Keeping parameters fixed

There is the option to provide fixed values for model parameters, using the fixed_terms argument in the functions. As an example, if you want to keep the lambda parameter fixed, for a single species fit, you would modify the function arguments accordingly:

fixed_terms <- list(lambda = 1)

# now lambda does not appear in 'initial_values'
initial_values <- list(alpha_intra = 0,
                       alpha_inter = 0,
                       lambda_cov = 0,
                       alpha_cov = 0)
# lower and upper bounds should, likewise, 
# not contain lambda

This is extended to the cxr_pm_multifit function, by having fixed_terms be a list with as many elements as focal species. For example, having three focal species, where we want to keep lambda fixed:

fixed_terms <- list(list(lambda = 1), # focal sp 1
                    list(lambda = 1.2), # focal sp 2
                    list(lambda = 1.3)) # focal sp 3

In this release of cxr, you must specify the same initial values for every focal species when using the cxr_pm_multifit option. This means, in practice, that if you want to fit species with different sets of fixed parameters, (e.g. only lambda for one species, but lambda and alpha_intra for another), or with different initial values, you should fit them separately, using cxr_pm_fit.

References

Godoy, O., Stouffer, D. B., Kraft, N. J., & Levine, J. M. (2017). Intransitivity is infrequent and fails to promote annual plant coexistence without pairwise niche differences. Ecology, 98(5), 1193-1200.

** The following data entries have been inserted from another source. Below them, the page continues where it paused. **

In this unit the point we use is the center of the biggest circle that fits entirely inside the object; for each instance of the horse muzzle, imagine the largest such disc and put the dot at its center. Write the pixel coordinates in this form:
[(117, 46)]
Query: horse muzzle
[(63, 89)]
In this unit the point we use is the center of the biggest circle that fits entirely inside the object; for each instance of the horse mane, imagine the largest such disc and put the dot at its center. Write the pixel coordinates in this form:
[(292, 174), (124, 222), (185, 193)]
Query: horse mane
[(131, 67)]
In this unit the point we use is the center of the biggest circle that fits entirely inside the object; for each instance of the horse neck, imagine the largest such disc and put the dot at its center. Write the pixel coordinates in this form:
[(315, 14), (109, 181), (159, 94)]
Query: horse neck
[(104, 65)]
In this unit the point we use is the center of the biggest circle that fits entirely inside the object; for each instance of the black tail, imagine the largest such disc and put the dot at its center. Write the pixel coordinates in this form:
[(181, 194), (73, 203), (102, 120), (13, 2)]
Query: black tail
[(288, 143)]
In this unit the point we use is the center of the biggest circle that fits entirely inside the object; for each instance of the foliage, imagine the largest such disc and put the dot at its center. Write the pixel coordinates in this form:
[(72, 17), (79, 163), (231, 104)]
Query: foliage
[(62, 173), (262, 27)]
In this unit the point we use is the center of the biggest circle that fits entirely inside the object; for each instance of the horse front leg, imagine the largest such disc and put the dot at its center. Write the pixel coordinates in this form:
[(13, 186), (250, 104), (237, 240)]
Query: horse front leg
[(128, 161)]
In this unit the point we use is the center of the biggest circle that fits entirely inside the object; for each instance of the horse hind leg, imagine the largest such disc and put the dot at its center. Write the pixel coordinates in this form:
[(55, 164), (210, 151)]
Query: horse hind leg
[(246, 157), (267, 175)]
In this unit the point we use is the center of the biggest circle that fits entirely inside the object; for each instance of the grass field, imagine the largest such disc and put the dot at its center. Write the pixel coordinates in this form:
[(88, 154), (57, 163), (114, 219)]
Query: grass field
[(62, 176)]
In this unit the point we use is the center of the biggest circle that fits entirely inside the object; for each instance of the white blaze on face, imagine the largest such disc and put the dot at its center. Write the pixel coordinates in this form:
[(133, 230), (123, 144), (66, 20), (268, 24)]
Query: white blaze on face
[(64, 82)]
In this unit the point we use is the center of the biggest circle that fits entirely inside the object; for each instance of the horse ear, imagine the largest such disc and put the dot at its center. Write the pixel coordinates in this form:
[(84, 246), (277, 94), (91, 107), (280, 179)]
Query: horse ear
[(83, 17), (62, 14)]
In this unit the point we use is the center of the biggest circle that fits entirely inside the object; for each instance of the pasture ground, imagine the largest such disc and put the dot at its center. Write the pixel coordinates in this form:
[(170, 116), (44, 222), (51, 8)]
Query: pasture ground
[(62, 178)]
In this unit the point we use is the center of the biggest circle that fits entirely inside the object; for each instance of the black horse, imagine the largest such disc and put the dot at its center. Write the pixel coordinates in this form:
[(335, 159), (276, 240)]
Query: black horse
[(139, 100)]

Lanuza, J. B., Bartomeus, I., & Godoy, O. (2018). Opposing effects of floral visitors and soil conditions on the determinants of competitive outcomes maintain species diversity in heterogeneous landscapes. Ecology letters, 21(6), 865-874.

Godoy, O., Bartomeus, I., Rohr, R. P., & Saavedra, S. (2018). Towards the integration of niche and network theories. Trends in ecology & evolution, 33(4), 287-300.

Mullen, K. M. (2014). Continuous global optimization in R. Journal of Statistical Software, 60(6), 1-45.